Der Ausbau der Infrastruktur und die Diversifizierung der Bezugsquellen seien entscheidend für die langfristige Versorgungssicherheit mit Gas, fügte sie hinzu.

- Im Gassektor zählen der Bau von Gasverbindungen nach Rumänien und Nordmazedonien, die für die Diversifizierung der Bezugsquellen und -wege wichtig sind, der Bau einer neuen Hauptgaspipeline von Niš nach Horgos sowie der Ausbau der Erdgasspeicherkapazitäten zu den Prioritäten. Wir planen außerdem, ein Abkommen mit Aserbaidschan über den Bau eines Gaskraftwerks zu unterzeichnen - erklärte die Ministerin.

In Bezug auf die Sanktionen gegen Naftna industrija Srbije (NIS) sagte sie, dass die zwischen Gazpromneft und dem ungarischen Unternehmen MOL erzielte Vereinbarung über den Verkauf der russischen Anteile an NIS den Weg für eine nachhaltige Lösung für NIS geebnet habe, nämlich die Aufhebung der US-Sanktionen gegen das Unternehmen.

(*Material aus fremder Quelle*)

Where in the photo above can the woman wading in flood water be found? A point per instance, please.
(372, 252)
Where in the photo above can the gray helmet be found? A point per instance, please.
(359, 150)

Im Hinblick auf die Kernenergie erinnerte die Ministerin daran, dass in Zusammenarbeit mit dem französischen Energiekonzern EDF eine technische Vorstudie zur friedlichen Nutzung der Kernenergie in Serbien erstellt worden sei. Diese umfasse unter anderem eine Analyse des Zustands und der Bereitschaft des Stromnetzes für ein Kernkraftwerk sowie eine Untersuchung verfügbarer Technologien und potenzieller Partner.

Auf dem Treffen wurden Energieprojekte erörtert, für die die Finanzierung aus dem Investitionsrahmen des Westbalkans (WBIF) bewilligt wurde, sowie Projekte, für die Serbien möglicherweise EU-Fördermittel beantragen könnte.

Giaufret, ehemaliger EU-Botschafter in Serbien, sagte, es gebe bedeutende Entwicklungen, aber auch Herausforderungen im serbischen Energiesektor, und wies auf die Bedeutung hin, die die Europäische Union den Reformen im Energiesektor und der Dynamik ihrer Umsetzung beimisst.